Submitted to: Journal of Dairy Science
Publication Type: Abstract Only
Publication Acceptance Date: 3/17/2015
Publication Date: 7/12/2015
Citation: Arceo, M.E., Tiezzi, F., Cole, J.B., Maltecca, C. 2015. Identification of gene networks underlying dystocia in dairy cattle. Journal of Dairy Science. 98(Suppl. 2)/Journal of Animal Science 93(Suppl. 3):840(abstr. 749).

Interpretive Summary:

Technical Abstract: Dystocia is a trait with a high impact in the dairy industry. Among its risk factors are calf weight, gestation length, breed and conformation. Biological networks have been proposed to capture the genetic architecture of complex traits, where GWAS show limitations. The objective of this study was to identify gene networks in Holstein (HO), Brown Swiss (BS) and Jersey (JE) cattle related to dystocia. De-regressed PTA (dPTA) for calving ease (direct and maternal), gestation length, stature, strength and rump width of 8780 HO, 505 BS, and 1818 JE bulls were used in the analysis. A total of 45188 quality-controlled genotypes were available for all bulls. A single trait Bayes-B GWAS was performed within breed with pi = 0.9. The proportion of genetic variance (PVg) explained by each SNP was computed by scaling the allele substitution effect in additive genetic standard deviations and dividing by the summed effects for all markers. The SNP with VPg>=75th percentile of the sample were ruled significant. Relevant SNP (rSNP) were defined as: significant in all traits, significant in all functional traits, or significant in all type traits. An association weight matrix (AWM) was constructed with rSNP in rows and traits in columns. Cells of the AWM corresponded to the normalized rSNP effect size. The SNP were mapped to genes within 2500 bp, and rows in the AWM were indexed with them. Genes were used to search for enriched functional annotation (FDR <= 0.15 HO, JE; FDR <= 0.3 BS). The AWM row-wise partial correlations were computed. Significant correlations were interpreted as gene-gene interactions, resulting in a gene network.

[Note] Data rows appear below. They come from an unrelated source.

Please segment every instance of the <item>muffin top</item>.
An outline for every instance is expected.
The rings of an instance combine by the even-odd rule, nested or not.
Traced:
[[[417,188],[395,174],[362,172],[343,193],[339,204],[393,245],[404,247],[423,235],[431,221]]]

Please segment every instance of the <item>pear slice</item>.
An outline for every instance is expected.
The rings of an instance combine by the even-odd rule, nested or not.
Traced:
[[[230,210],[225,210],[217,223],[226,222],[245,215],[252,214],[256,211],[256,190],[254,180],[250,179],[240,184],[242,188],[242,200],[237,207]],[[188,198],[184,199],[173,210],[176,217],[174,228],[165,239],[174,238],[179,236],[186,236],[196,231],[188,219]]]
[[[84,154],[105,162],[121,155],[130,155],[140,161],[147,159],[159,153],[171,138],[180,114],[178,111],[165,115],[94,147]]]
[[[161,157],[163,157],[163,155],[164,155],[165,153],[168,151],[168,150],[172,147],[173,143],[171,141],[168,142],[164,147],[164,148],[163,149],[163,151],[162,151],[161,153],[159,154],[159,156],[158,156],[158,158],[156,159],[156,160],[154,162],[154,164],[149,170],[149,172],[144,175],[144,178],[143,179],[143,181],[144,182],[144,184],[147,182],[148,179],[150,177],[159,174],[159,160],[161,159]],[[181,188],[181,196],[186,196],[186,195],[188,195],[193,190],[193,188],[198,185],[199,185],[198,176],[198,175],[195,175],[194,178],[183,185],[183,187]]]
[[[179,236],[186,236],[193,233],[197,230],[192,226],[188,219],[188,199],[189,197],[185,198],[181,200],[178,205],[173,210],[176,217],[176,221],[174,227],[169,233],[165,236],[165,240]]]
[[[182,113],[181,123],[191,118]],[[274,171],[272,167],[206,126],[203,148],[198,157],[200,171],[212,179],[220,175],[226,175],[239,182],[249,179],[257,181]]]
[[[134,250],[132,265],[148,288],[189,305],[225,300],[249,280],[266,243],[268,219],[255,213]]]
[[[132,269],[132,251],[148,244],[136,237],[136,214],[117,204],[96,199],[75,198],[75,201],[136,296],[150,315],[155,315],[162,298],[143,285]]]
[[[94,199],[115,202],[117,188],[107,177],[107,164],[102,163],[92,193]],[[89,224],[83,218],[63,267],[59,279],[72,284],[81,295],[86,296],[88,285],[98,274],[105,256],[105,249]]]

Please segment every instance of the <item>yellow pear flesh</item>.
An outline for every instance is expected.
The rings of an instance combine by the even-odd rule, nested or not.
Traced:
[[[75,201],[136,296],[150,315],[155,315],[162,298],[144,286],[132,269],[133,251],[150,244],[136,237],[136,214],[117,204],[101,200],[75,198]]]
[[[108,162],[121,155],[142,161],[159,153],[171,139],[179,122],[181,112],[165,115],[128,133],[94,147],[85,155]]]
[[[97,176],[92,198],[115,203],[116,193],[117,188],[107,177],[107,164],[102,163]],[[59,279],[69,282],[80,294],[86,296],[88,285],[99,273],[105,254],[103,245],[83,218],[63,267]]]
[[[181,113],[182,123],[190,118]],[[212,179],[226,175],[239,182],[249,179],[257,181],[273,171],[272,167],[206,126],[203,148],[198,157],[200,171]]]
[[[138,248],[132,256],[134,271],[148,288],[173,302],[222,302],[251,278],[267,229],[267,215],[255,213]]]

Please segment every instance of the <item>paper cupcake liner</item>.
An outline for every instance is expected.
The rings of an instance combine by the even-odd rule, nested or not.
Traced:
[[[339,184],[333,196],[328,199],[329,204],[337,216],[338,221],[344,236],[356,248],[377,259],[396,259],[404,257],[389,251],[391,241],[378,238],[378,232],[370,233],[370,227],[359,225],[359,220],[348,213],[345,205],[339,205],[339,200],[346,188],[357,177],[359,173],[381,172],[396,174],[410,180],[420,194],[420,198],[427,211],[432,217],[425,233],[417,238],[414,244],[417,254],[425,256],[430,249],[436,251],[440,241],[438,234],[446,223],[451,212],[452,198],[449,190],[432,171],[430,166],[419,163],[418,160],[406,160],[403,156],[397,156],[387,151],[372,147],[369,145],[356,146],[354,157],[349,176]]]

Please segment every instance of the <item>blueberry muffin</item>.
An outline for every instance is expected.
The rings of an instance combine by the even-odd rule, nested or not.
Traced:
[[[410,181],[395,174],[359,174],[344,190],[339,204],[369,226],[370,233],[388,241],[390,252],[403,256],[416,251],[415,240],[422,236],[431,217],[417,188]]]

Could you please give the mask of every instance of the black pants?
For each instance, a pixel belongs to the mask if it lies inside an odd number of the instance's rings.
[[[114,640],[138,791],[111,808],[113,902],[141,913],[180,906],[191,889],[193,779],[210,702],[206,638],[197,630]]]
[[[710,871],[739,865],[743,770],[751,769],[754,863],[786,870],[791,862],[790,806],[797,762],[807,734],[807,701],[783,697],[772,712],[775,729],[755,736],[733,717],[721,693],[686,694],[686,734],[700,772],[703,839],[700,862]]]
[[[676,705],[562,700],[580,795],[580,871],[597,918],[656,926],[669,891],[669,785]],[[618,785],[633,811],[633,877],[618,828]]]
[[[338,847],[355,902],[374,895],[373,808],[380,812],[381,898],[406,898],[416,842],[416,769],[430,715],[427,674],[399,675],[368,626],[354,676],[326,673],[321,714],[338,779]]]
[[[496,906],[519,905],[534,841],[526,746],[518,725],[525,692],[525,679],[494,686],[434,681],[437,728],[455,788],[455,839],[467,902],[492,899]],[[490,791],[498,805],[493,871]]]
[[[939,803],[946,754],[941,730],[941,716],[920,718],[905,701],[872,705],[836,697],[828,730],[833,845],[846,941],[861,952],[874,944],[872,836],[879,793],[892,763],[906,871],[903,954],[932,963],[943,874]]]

Networks included 1272 (HO), 1454 (BS) and 1455 (JE) genes. The number of connections ranged between 1 and 80 (HO), 15 (BS), 13 (JE). A total of 152 (HO), 13 (BS), 108 (JE) genes in the networks were within reported dystocia QTL. Top enriched terms were cell and biological adhesion (HO, JE), regulation of purine nucleotide metabolic process (BS). The most connected genes among the networks, enriching GO terms, and within dystocia QTL were: RASA1 (HO, 77 interactions), FLOT1 (BS, 9), and ADRBK2 (JE, 12). Integrating knowledge from available annotation tools to identify the functional biology of dystocia in dairy cattle can potentially improve genomic predictions which could result in increasing profitability of the dairy industry.